Thomas le disciple qui avait perdu ses mains

(Jean 20, 19-31)


La figure de Thomas apparaît presque exclusivement dans l’évangile de Jean. Il est celui qui est prêt à mourir pour le Seigneur (Jn 11,16), celui qui veut connaître le chemin que Jésus va prendre pour pouvoir le suivre jusqu’au bout (Jn 14,5). Il est celui qui ne réussit pas à croire comme les autres (Jn 20, 24-29). Et, pour moi, il est aussi une des figures les plus attachantes et les plus inspirantes du Nouveau Testament. Voyons ce qu’il a à nous enseigner aujourd’hui.

N’oublions pas que dans son évangile Jean parle par images et symboles et que presque tout ce qu’il écrit doit être déchiffré et interprété si l’on veut atteindre le vrai sens de son message. Je veux attirer votre attention sur deux symboles particulièrement  importants dans cet évangile.

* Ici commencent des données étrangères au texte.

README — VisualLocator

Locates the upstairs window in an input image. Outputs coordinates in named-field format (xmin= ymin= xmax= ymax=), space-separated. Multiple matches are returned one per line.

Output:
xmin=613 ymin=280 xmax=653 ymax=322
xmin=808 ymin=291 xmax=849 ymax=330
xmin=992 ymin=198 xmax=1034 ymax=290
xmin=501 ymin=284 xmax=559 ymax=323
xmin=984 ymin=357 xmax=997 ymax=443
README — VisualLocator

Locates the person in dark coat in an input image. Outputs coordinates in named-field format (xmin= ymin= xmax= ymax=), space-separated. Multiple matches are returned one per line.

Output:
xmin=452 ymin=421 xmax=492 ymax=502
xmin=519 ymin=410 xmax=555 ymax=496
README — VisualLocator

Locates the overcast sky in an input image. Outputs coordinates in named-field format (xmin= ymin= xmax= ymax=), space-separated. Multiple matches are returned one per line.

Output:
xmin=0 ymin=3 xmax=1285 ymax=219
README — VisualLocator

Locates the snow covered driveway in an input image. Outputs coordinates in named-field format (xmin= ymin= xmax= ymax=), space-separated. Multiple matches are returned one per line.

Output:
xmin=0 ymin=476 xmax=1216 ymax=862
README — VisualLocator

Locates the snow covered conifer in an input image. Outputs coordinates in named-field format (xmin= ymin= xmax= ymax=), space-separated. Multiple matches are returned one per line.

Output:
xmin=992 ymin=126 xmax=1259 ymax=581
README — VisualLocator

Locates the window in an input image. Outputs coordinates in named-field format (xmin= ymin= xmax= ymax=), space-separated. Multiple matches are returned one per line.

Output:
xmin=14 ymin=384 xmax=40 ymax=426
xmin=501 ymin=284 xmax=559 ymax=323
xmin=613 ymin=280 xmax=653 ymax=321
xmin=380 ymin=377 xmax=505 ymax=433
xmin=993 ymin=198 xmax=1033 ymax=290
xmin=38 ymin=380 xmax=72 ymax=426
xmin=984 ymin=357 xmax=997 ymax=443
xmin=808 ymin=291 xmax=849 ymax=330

Premier symbole: le nom. Lorsque l’évangéliste Jean parle de l’apôtre Thomas, il lui accole toujours le surnom "didymos", le "jumeau". C’est intentionnel. À cette époque, ce terme signifiait "le mâle", l'homme solide, celui qui se tient debout, celui sur lequel on peut compter. Mais ce terme évoquait aussi l'attitude de quelqu'un qui est comme doublé, divisé en lui-même, en recherche d'une identité qu'il ne réussit pas à trouver; vivant à l’ombre de l’autre qui prend souvent trop de place. D'où l'importance donnée à ce surnom. Thomas est un homme qui ne donne pas sa confiance facilement, qui a peur, qui hésite, mais une fois sa confiance donnée, c’est pour la vie. C’est donc l’homme qui n’est pas très sûr de lui-même, qui a besoin de s’appuyer, qui peut s’emballer pour une cause, un projet, une personne, une amitié et y consacrer sa vie; mais c’est aussi la personne capable de tomber dans la dépression la plus profonde s’il est déçu dans ses affections, ses attentes et ses espoirs.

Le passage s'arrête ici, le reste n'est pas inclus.